Parenting is hard. It is the most amazing, rewarding experience I have ever had. But it’s also really hard. My little dudes need their parents to feed them, clean them and take care of every other need in their lives. They also need us to entertain them, read them, play with them. And the messes. Let’s not forget about cleaning up their messes.
Not only do they need us to cook, clean, entertain and generally keep them from doing something catastrophic for the 12-14 hours a day they are awake, they also need us to pay all of their expenses. Food, diapers, wipes, books, toys, clothes (which they will either ruin the first time they wear or outgrow within three months), housing, healthcare, entertainment. It adds up. For most of us, the need to pay those expenses means we need to work and, for most families, both parents need to work to get by. That, of course, adds another major expense.
Childcare is hard to come by, with 60% of Californians living in childcare deserts. After our oldest son was born, we struggled to find a high quality, even remotely affordable option that did not require a six month or even year long waitlist. We’re not alone, half of American parents report having difficulty or being unable to find childcare and, not surprisingly, it is particularly difficult for parents with financial challenges.

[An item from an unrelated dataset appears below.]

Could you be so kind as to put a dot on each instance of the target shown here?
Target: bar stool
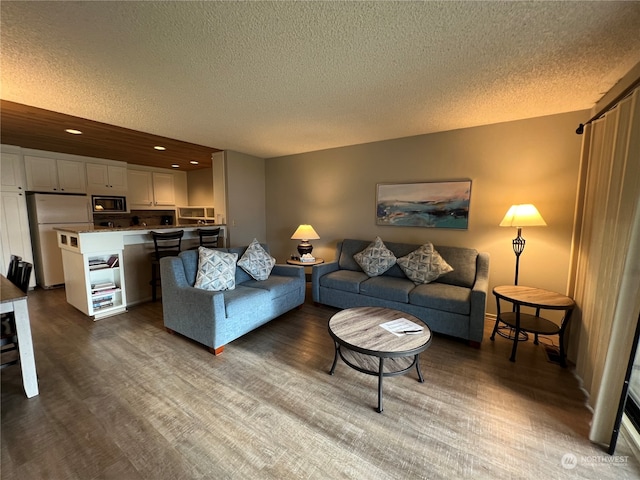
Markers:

But most of all, childcare is expensive. For most families, it is simply unaffordable. In 2017, Childcare Aware found that the average cost of childcare in California was $16,542 annually, well beyond HHS guidelines for affordability for nearly all families. EPI estimates that just 28.5% of California families can afford childcare. Moreover, childcare cost is the top reason parents have fewer children than they would ideally like and the top financial reason others choose not to have children at all. As a result, 2018 saw a record low birthrate.
As a result, for many families, most of the earnings of a second working parent will go to taxes and childcare, bringing home only an extra few thousand dollars a year. To help illustrate this reality, I developed an interactive calculator (click on the image to pull up the interactive). By adjusting the variables (household income, price of childcare, number of children) you can compare earnings to childcare expenses to see how much a family would have to earn to break even after paying for childcare:
In the example provided as a default, the second working parent needs to earn nearly $40,000 to just break-even after paying for childcare and taxes. At a $40,000 income, that parent brings home a net of just $1.52 per hour. Now do not get me wrong — that $250 a month is critical for many families who are struggling to get by – but it also amounts to just 1/8 of California’s minimum wage.
Perhaps this example seems exaggerated to some. $1,200 per child per month does sound expensive. Yet nationwide, the average childcare provider costs more than $1,200 per month and this is just a fraction of what families pay in California. Does $40,000 income and $50,000 for the spouse seem high? That is 25% more than California’s median household. The reality is these default setting are relatively conservative. While data on childcare is notoriously bad, it is very likely most families with young children experience a more challenging financial reality than this.
Worse yet, the alternative often keeps women out of the workforce, limiting their families’ economic potential. It also expands the gender pay gap as those women lose important years developing skills and earning experience in their careers. By losing their productivity, it slows economic growth. Childcare also improves parents’ perceptions of their children’s wellbeing, their own wellbeing and relationships with their children, improves brain development and school readiness and could help end poverty.
As important as childcare is it is also expensive. It is expensive because it is labor intensive. There is no way to get around it. For example:
California’s requires childcare centers to maintain a certain ratio of kids to staff, as low as 1 to 4, depending on the child’s age. To employ one minimum-wage earning provider for 10 hours a day costs $850 per child per month, assuming a 1 to 4 provider-to-child ratio. That does not account for any other provider expenses like the cost of the facility, utilities, insurance, food, supplies, cleaning, overhead expenses, etc, all of which drive tuition fees much higher.
Understanding the real costs involved, it is clear our options are limited. I do not think anyone is arguing for lowering the minimum standards for caring for our children. Similarly, few think that the minimum wage is too high (and many would argue childcare providers are paid too little).
I’m proud that some of the people working hardest to help families pay these bills are friends and fellow Hornets and I’m hopeful leadership here in Sacramento can start to improve the situation. Councilmember Eric Guerra has been advocating forcefully, with his young son Javi in tow. Last night, thanks to his leadership, the council voted to hire a childcare czar to work towards solutions locally. Assemblymember Kevin McCarty’s AB123 recently passed the Assembly and would expand pre-K to cover more 3 and 4 year olds. (And, of course, nationally, nearly every serious presidential candidate has a major childcare proposal … here’s hoping!)
Today funding childcare is largely left to young parents, adding another major expense for young parents, doing their best to make ends meet in an economy that has been unkind to their generation. I don’t think that approach really squares with any of our values — whether we profess to care most about the well-being of children, opportunity for the working class or strengthening the nuclear family — subsidized or free childcare is at the heart of strengthening families, supporting children and making work work for families in every strata of society.